ARAKI Shingo - Actualité manga

ARAKI Shingo 荒木伸吾

Interview de l'auteur

C'est une interview un peu particulière que nous vous proposons de découvrir aujourd'hui. Une interview en forme d'hommage : celle de Monsieur Shingo Araki, décédé il y a quelques jours (voir news).
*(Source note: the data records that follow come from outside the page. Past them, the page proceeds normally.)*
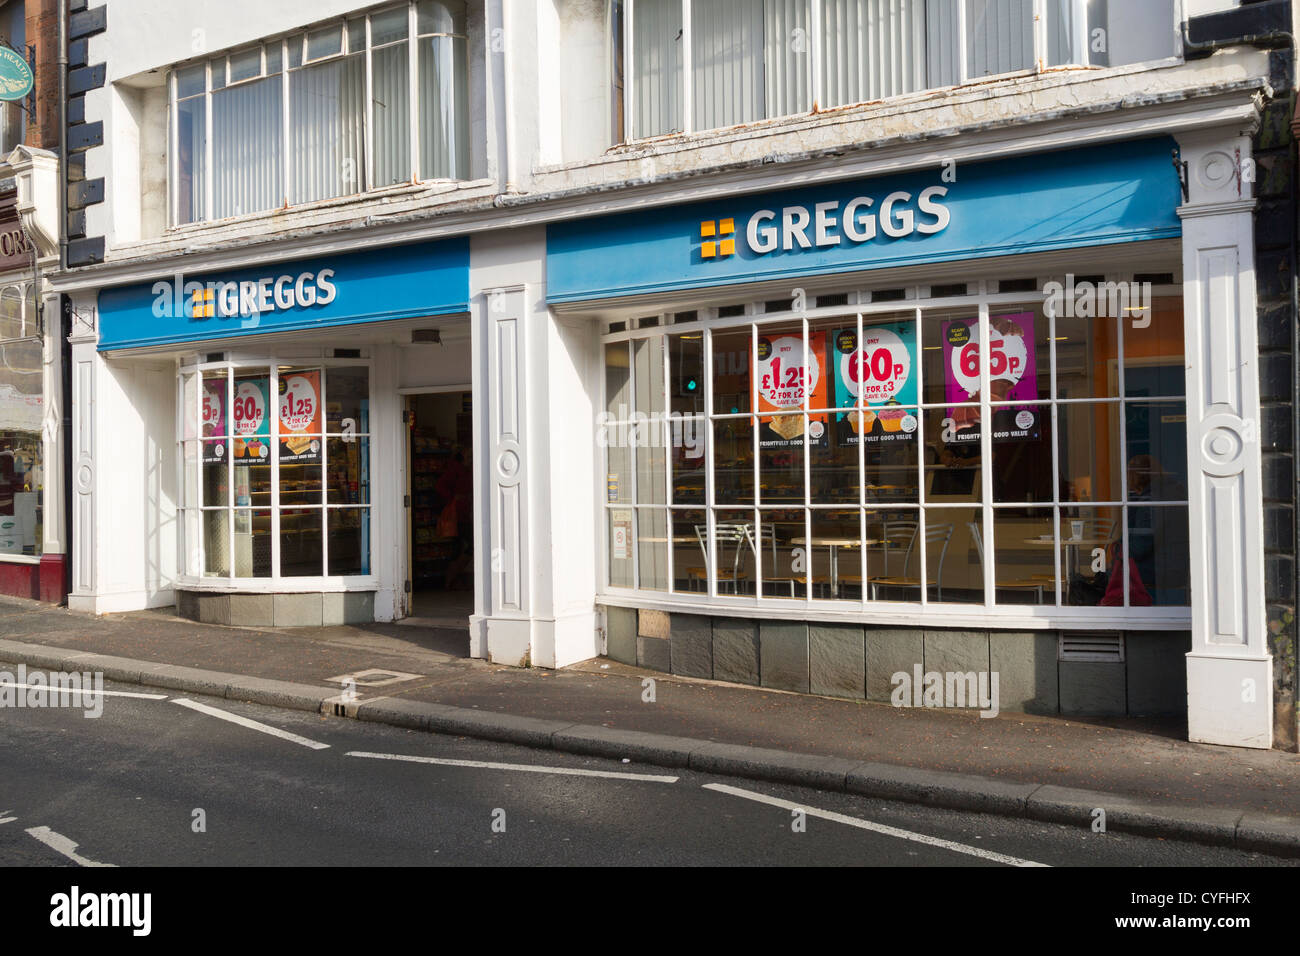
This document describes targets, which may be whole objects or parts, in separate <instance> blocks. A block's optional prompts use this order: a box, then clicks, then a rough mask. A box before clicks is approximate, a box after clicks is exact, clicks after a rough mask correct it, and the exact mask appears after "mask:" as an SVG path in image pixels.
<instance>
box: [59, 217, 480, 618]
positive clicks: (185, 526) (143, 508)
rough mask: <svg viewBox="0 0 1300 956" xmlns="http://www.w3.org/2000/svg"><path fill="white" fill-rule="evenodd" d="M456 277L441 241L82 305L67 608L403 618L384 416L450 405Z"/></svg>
mask: <svg viewBox="0 0 1300 956" xmlns="http://www.w3.org/2000/svg"><path fill="white" fill-rule="evenodd" d="M468 274H469V267H468V241H464V239H443V241H438V242H424V243H415V245H408V246H398V247H393V248H382V250H368V251H352V252H343V254H337V255H325V256H316V258H311V259H300V260H290V261H278V263H276V261H269V263H265V264H259V265H244V267H240V268H234V269H222V271H208V272H201V273H195V274H164V276H159V277H157V278H156V280H155V281H151V282H146V284H138V285H129V286H121V287H113V289H105V290H103V291H101V293H100V294H99V297H98V325H96V326H92V328H87V326H82V328H81V334H79V336H75V334H74V354H73V367H74V376H75V377H74V410H75V412H74V449H75V459H77V462H75V466H74V468H75V471H74V477H75V484H74V496H75V501H74V511H75V516H77V519H78V525H79V527H81V528H82V533H81V535H79V536H78V548H77V562H75V564H74V591H73V596H72V601H70V604H72V606H74V607H81V609H85V610H95V611H103V610H120V609H122V610H125V609H130V607H139V606H166V605H175V606H177V607H178V609H179V611H181V613H182V614H185V615H187V617H191V618H195V619H200V620H204V622H211V623H225V624H231V623H234V624H250V626H300V624H316V626H320V624H322V623H325V624H328V623H339V624H341V623H363V622H373V620H376V619H380V620H391V619H394V618H399V617H403V615H406V614H408V613H409V604H408V602H409V592H408V591H407V588H406V587H404V581H406V580H409V574H411V566H409V564H411V562H409V557H411V555H409V549H408V541H409V535H408V529H407V520H408V514H409V509H404V507H403V502H404V501H408V498H407V494H408V477H407V475H408V468H409V467H411V466H409V462H408V458H407V449H408V446H409V445H411V438H409V433H411V429H412V428H413V425H412V423H411V421H409V420H408V416H407V415H404V414H403V412H404V406H406V401H407V397H408V395H415V394H424V393H439V394H441V393H442V392H448V390H450V389H463V390H465V392H468V390H469V388H471V382H469V381H468V378H469V372H468V369H469V367H471V362H469V352H471V346H469V332H468V316H467V312H468V308H469V306H468V299H469V284H468ZM455 401H456V405H458V411H459V403H460V401H461V399H460V394H459V393H458V394H456V395H455ZM421 424H422V425H424V428H425V432H424V433H425V434H429V433H430V432H432V428H433V423H432V421H429V423H421ZM454 432H455V429H454V427H447V428H446V429H443V433H442V434H443V444H445V445H446V447H441V449H439V450H441V451H442V453H443V454H442V459H446V460H450V459H451V455H452V454H454V453H455V451H459V449H452V447H451V445H450V440H451V438H450V437H448V436H452V434H454ZM425 441H426V444H433V445H437V444H438V441H437V438H435V437H432V438H426V440H425ZM467 529H468V528H467ZM452 531H456V528H455V527H454V528H452Z"/></svg>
On ne compte plus les œuvres sur lesquelles a travaillé ce grand nom, du Roi Leo à Saint Seiya en passant par Lady Oscar. Présent au dernier Paris Manga pour ce qui fut donc sa dernière grande apparition en public, ce géant de l'animation, affaibli par le poids des années et par une quantité de travail qui fut le fondement de sa carrière impressionnante, avait toutefois accepté avec une infinie gentillesse de répondre à nos quelques questions, au cours d'un entretien touchant. L'occasion d'avoir une dernière fois un aperçu de la richesse d'une carrière bien remplie.


 
 
Monsieur Araki, bonjour. D'où vient votre passion pour le manga puis pour l'animation ?
A l'origine, ma passion pour ce milieu est née en lisant des mangas, dont ceux d'Osamu Tezuka. Parmi ceux-là, la lecture du Roi Léo a été très marquante et m'a réellement décidé à m'engager sur la voie du manga. J'ai envoyé ma première création, Arashi to Kyojin, à la maison d’édition de gekiga Central Bunko, et ai remporté le prix du jeune talent. Puis je me suis naturellement intéressé à l'animation en voyant de nombreuses adaptations de manga en anime. Au début, mon principal travail dans ce domaine a été sur Kyojin no Hoshi (ndlr, célèbre manga sportif d'Ikki Kajiwara et Noboru Kawasaki, adapté en un anime-fleuve de 182 épisodes entre 1968 et 1971). C'est cette série là en particulier qui a déclenché mon arrivée dans l'animation.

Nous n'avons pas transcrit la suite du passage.